例如這次回長安的接風洗塵宴,那些員外送的錢......
高攀喜心里很清楚,不管錦衣衛是來做什么的,只要他們想弄自己這個知府,那他們一定會弄。
如今的官員都禁不住查,就看錦衣衛想怎么查。
是當大案來查,還是把這件事稍微查一下,握住把柄,日后用的著自己的時候當作籌碼用出去。
朝廷看似歲月靜好。
實際上無論是錦衣衛,東廠,皇家宗室,還是東林黨,或是朝廷的官員……
其實,大家都在互相攢黑料。
大家表面一團和氣,私下卻是紛爭不斷,一旦有了合適的出手機會,黑料齊出,那就是致人死地的殺招。
“小荷!”
“老爺我在!”
“門口有人么?”
“回老爺的話,那群人來抓了人就走了,并無片刻停留!”
“幫老爺一個忙好不好!”
“老爺你說!”
高攀喜走到臥房內,從床底下搬出一個小箱子,摸索半天,拿出一沓子地契。
然后從這一疊地契里面掏出了一張。
“把這鋪子的地契給長安縣主薄孫無妄送去,來,你附耳過來,我說幾句話,你要一字不落的告訴他……”
望著小荷從狗洞里鉆出,高攀喜忽然笑了,喃喃道:
“小余令你看好了,老夫只用一招就能破你的局,我還是我,長安府的青天知府,百姓的父母官。
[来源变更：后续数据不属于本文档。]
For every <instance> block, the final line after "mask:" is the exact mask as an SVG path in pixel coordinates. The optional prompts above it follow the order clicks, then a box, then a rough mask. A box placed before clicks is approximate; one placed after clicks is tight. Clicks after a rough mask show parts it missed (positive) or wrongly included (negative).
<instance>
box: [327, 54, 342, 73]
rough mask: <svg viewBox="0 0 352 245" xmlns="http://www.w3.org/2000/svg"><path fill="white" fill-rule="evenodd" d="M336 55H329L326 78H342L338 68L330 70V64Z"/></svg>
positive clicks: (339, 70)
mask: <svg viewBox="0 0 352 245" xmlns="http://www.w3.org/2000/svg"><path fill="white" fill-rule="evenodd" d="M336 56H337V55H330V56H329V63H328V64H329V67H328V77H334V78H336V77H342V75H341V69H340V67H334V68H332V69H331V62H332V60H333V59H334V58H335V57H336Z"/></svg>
”
……
長安在蘇懷瑾接連的哈欠中醒來。
若在京城他絕對不會這么早就醒來,但在今日的長安他必須早起。
龍首原的那位他還得去拜會一下,這是大事,不能有絲毫不敬的大事。
那可是大伴王安的人,先前跟著陳炬老祖身邊的人。
自己得說明來意,免得引起不必要的矛盾,需要去拜會一下。
吳墨陽也從屋子里鉆了出來,他今日準備去踩一下點。